28 March, 2024 - 09:59

The leading UK construction company has held a topping out ceremony to mark a key stage in the project to deliver new facilities at Beacon Barracks.

Henry Brothers have been building a new, two-storey facility for the Squadron – the only British Army unit permanently assigned to NATO – which is set to move from Dorset to Beacon Barracks near Stafford.

The facility in question will include new offices, conference rooms, a reception area, workshops, garaging, storage rooms, welfare facilities and mechanical and electrical plant rooms. In addition, to ensure the new development meets sustainability requirements, it will also feature solar panels on the roof.

As well as constructing this new development, Henry Brothers are also working to create a single-storey satellite communications building, which, as a Deployable Communication Module, has a role to install and control strategic communication and information systems supporting a deployed NATO headquarters.

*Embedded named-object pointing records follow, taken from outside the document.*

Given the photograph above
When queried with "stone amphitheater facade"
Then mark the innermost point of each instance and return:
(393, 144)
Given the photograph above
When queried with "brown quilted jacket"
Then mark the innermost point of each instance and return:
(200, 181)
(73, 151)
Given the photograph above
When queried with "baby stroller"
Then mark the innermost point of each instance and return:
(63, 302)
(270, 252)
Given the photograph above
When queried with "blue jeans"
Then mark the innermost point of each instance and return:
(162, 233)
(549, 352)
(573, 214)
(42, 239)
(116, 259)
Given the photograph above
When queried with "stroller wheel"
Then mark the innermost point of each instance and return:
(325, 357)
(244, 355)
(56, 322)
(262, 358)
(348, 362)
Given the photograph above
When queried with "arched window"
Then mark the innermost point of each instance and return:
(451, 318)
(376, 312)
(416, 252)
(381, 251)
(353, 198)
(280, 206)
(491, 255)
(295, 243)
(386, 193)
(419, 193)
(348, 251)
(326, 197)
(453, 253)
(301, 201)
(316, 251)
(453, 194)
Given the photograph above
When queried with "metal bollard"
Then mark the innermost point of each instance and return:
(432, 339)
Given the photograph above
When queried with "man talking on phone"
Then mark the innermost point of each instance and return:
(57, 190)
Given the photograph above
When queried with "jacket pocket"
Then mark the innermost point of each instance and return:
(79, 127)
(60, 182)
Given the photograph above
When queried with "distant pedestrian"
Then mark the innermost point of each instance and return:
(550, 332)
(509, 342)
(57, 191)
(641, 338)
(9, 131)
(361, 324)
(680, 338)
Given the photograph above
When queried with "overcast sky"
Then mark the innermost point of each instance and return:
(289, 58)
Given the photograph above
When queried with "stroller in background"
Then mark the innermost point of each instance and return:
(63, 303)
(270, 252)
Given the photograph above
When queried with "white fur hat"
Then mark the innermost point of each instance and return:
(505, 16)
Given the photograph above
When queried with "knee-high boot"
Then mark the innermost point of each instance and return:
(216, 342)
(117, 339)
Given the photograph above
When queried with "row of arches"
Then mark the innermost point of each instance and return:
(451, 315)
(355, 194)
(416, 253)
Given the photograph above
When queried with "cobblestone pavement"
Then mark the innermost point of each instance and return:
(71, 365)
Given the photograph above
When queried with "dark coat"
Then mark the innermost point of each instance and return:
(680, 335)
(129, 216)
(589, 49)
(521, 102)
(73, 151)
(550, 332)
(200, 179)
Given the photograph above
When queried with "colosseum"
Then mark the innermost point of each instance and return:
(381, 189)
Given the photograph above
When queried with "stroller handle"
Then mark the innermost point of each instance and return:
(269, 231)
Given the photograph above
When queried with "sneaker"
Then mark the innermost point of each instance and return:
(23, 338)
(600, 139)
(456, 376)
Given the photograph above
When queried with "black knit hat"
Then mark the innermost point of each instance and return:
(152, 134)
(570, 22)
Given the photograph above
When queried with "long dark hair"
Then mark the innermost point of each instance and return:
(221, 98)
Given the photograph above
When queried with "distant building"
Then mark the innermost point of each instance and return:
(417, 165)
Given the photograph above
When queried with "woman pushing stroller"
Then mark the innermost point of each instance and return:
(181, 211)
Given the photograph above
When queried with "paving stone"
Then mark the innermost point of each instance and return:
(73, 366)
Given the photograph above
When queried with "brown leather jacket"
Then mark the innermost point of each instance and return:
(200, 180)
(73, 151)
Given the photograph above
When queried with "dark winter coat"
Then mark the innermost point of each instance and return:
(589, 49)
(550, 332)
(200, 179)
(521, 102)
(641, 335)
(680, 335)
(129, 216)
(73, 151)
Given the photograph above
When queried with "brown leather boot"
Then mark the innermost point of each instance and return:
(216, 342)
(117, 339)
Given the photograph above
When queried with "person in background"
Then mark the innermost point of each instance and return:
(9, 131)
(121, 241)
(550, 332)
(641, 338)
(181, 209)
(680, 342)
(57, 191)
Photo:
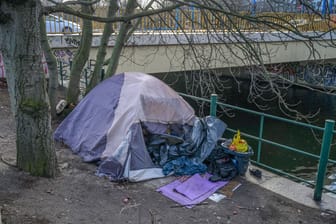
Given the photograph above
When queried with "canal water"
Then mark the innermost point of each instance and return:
(276, 131)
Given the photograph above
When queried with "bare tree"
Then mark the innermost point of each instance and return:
(21, 48)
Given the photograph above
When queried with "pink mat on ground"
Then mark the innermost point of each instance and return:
(192, 191)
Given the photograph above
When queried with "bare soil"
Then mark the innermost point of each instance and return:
(78, 196)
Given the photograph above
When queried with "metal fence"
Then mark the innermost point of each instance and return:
(327, 131)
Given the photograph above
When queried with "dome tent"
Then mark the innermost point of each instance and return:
(107, 125)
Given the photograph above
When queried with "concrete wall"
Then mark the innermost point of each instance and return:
(167, 52)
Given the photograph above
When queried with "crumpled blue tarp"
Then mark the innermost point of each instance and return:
(184, 155)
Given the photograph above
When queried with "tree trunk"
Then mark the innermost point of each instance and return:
(21, 48)
(80, 58)
(113, 8)
(119, 44)
(52, 68)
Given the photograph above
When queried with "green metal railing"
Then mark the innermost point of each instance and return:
(323, 158)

Personnel at the topping out ceremony for the new facilities, which cost around £22m included representatives from NATO, 280 (NATO) Signal Squadron, the Defence Infrastructure Organisation (DIO), Beacon Barracks, contractor Henry Brothers Construction, project manager Mott MacDonald and multi-disciplinary design consultants Pick Everard.

Ian Taylor, MD of Henry Brothers Construction, said: ‘We are very pleased to see this significant milestone being reached on the new facility that Henry Brothers Construction is delivering at Beacon Barracks for 280 (NATO) Signal Squadron. The squadron plays an important role in NATO, and we are proud to support our armed forces.

‘Henry Brothers has worked in partnership with the Ministry of Defence and the Defence Infrastructure Organisation (DIO) to deliver many improvements and new developments over the years. It’s great to see one of our current projects proceeding well and on track for completion next year, providing 280 (NATO) Signal Squadron with a new base to relocate to from Dorset.’

Steve Cummings, operations director at Pick Everard, who also helped design the project, said: ‘This is an exciting project to help deliver, supporting our troops as well as NATO. We’re delighted to be working collaboratively with Henry Brothers as well as the Ministry of Defence, to design facilities that operate with efficiency and security front of mind, utilising the latest techniques to assist the 280 (NATO) Signal Squadron’s aims.

‘It’s been a great pleasure to help reach this important milestone collectively, combining expertise across the construction supply chain and build on our strong reputation in the defence sector. We look forward to playing an active role as the project progresses through its development stages.’